Geo (Geo Replication)

Notes:

  • Geo is part of GitLab Premium
  • Introduced in GitLab Enterprise Edition 8.9 We recommend you use it with at least GitLab Enterprise Edition 10.0 for basic Geo features, or latest version for a better experience
  • You should make sure that all nodes run the same GitLab version
  • Geo requires PostgreSQL 9.6 and Git 2.9 in addition to GitLab's usual minimum requirements
  • Using Geo in combination with High Availability (HA) is considered Generally Available (GA) in GitLab Enterprise Edition 10.4

Note: Geo changes significantly from release to release. Upgrades are supported and documented, but you should ensure that you're following the right version of the documentation for your installation! The best way to do this is to follow the documentation from the /help endpoint on your primary node, but you can also navigate to this page on GitLab.com and choose the appropriate release from the tags dropdown, e.g., v10.0.0-ee.

Geo allows you to replicate your GitLab instance to other geographical locations as a read-only fully operational version.

Overview

If you have two or more teams geographically spread out, but your GitLab instance is in a single location, fetching large repositories can take a long time.

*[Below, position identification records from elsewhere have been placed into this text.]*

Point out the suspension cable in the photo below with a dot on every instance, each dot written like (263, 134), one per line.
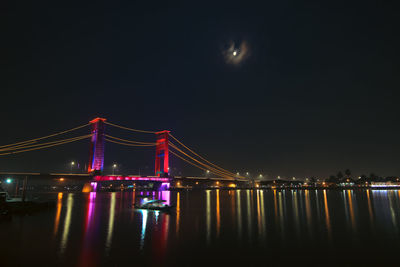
(205, 165)
(129, 129)
(45, 137)
(23, 146)
(216, 166)
(125, 144)
(191, 163)
(129, 141)
(59, 143)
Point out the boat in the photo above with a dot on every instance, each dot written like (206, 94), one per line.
(155, 204)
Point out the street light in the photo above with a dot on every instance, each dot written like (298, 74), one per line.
(114, 166)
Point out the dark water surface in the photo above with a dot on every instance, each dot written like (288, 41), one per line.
(235, 227)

Your Geo instance can be used for cloning and fetching projects, in addition to reading any data. This will make working with large repositories over large distances much faster.

Geo overview

When Geo is enabled, we refer to your original instance as a primary node and the replicated read-only ones as secondaries.

Keep in mind that:

  • Secondaries talk to the primary to get user data for logins (API) and to replicate repositories, LFS Objects and Attachments (HTTPS + JWT).
  • Since GitLab Premium 10.0, the primary no longer talks to secondaries to notify for changes (API).

Use-cases

  • Can be used for cloning and fetching projects, in addition to reading any data available in the GitLab web interface (see current limitations)
  • Overcomes slow connection between distant offices, saving time by improving speed for distributed teams
  • Helps reducing the loading time for automated tasks, custom integrations and internal workflows
  • Quickly failover to a Geo secondary in a Disaster Recovery scenario
  • Allows planned failover to a Geo secondary

Architecture

The following diagram illustrates the underlying architecture of Geo (source diagram).

Geo architecture

In this diagram, there is one Geo primary node and one secondary. The secondary clones repositories via git over HTTPS. Attachments, LFS objects, and other files are downloaded via HTTPS using the GitLab API to authenticate, with a special endpoint protected by JWT.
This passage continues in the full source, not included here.